Saturday, March 12, 2016

No evidence Ritalin makes a difference long term for ADHD kids

Drugs such as Ritalin make no difference to the long-term outcomes of children with Attention Deficit Hyperactivity Disorder, who continue to struggle academically and mentally as they get older, early research findings suggest.

The Murdoch Childrens Research Institute has been following 178 children with ADHD and 212 children without ADHD for three years to identify what factors make a difference to the development of children with the disorder.

By the age of seven there are severe academic, social and mental health differences between children with ADHD and their peers, the Children's Attention Project, which is funded by the National Health and Medical Research Council, found. Three years on, these disparities persist, preliminary findings suggest.

Four times as many 10-year-olds with ADHD suffer from mental health problems such as anxiety and oppositional disorder. They are also well behind their peers in their maths and reading abilities. There was no difference in outcomes between boys and girls.

"All of them continue to be substantially at risk of academic and mental health problems as they had been at seven," one of the chief investigators of the project, paediatrician Daryl Efron said.

The 13 per cent of children in the study who were taking medication such as Ritalin to treat their ADHD were doing no better or worse than their unmedicated peers at age 10. "Medication doesn't alter the long-term outcomes of kids [with ADHD]," Dr Efron said. He cautioned that the project wasn't designed to test the long-term effectiveness of drugs.

Dr Efron said drugs like Ritalin were very effective in reducing the day-to-day symptoms of ADHD "but we haven't progressed very much beyond that".

"Medication is fantastic for treating the symptoms of ADHD . . . helping kids be calmer and focus better. It doesn't surprise me that so far we haven't shown medication makes a difference to kids doing better into the future."

Dr Efron said doctors need to find out what combination of support and intervention does make a difference long-term. He suggested it could involve medication, parent support and remedial strategies.[...]

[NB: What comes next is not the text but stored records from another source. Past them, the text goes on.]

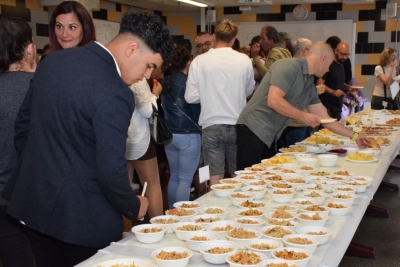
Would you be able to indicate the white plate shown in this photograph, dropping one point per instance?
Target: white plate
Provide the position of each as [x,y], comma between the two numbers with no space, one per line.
[362,161]
[327,120]
[138,262]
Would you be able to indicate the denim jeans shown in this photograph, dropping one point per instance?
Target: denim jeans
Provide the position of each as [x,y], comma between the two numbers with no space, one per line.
[183,155]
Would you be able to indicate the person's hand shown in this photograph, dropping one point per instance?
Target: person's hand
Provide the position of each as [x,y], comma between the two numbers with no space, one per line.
[157,88]
[362,141]
[144,205]
[338,93]
[255,50]
[311,119]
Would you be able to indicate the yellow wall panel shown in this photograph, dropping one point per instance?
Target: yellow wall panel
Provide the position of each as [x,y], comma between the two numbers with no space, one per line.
[358,7]
[33,4]
[373,59]
[246,17]
[275,9]
[113,15]
[359,26]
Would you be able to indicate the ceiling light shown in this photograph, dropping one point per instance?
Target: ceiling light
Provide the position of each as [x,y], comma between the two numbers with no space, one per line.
[195,3]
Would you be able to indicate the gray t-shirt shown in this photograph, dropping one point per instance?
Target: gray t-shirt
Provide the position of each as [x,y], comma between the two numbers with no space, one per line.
[291,75]
[14,86]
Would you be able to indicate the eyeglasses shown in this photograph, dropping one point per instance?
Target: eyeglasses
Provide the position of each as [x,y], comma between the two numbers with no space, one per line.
[343,54]
[199,46]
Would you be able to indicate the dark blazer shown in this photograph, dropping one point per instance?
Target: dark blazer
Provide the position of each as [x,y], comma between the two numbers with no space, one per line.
[71,181]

Paula Burgess has found that occupational therapy and the family's new dog have made the most difference to her seven-year-old son, Jesse, who has ADHD. Jesse will ask his mum to rock him on the yoga ball when he feels his symptoms escalating.[...]

It's been a far more positive experience than the disastrous six weeks Jesse spent on Ritalin. While his teachers noticed an improvement, Jesse's anxiety spiralled, and he would lash out at his mother when he got home from school, kicking and punching her.[...]


  1. Who knows how many of the mental health problems they identified in later life are directly related to the Ritalin? There's considerable evidence for this, as documented in Robert Whitaker's "Anatomy of an Epidemic."

  2. I tutor students one-on-one. Some of my students have taken prescription drugs like Ritalin. I can generally tell they are on these drugs, even if the parents or student haven't told me in advance. I call the phenomenon"Eyes Turned Inward".

    The students report that the drug makes them able to focus. That is their perspective. From my perspective, it makes them unreachable and unteachable. They are off in their own world.

    Give me a kid running around. I can chase him and catch up with him, and engage him here and there on the subject we're learning. I'll take that any time over a kid sitting rock still, staring blankly, and/or unresponsive.

    If you want a student who is bouncing around to act mellow, I say give him some alcohol before you give him Ritalin. Not that I'm recommending giving kids alcohol. Just that I think it would work better than Ritalin.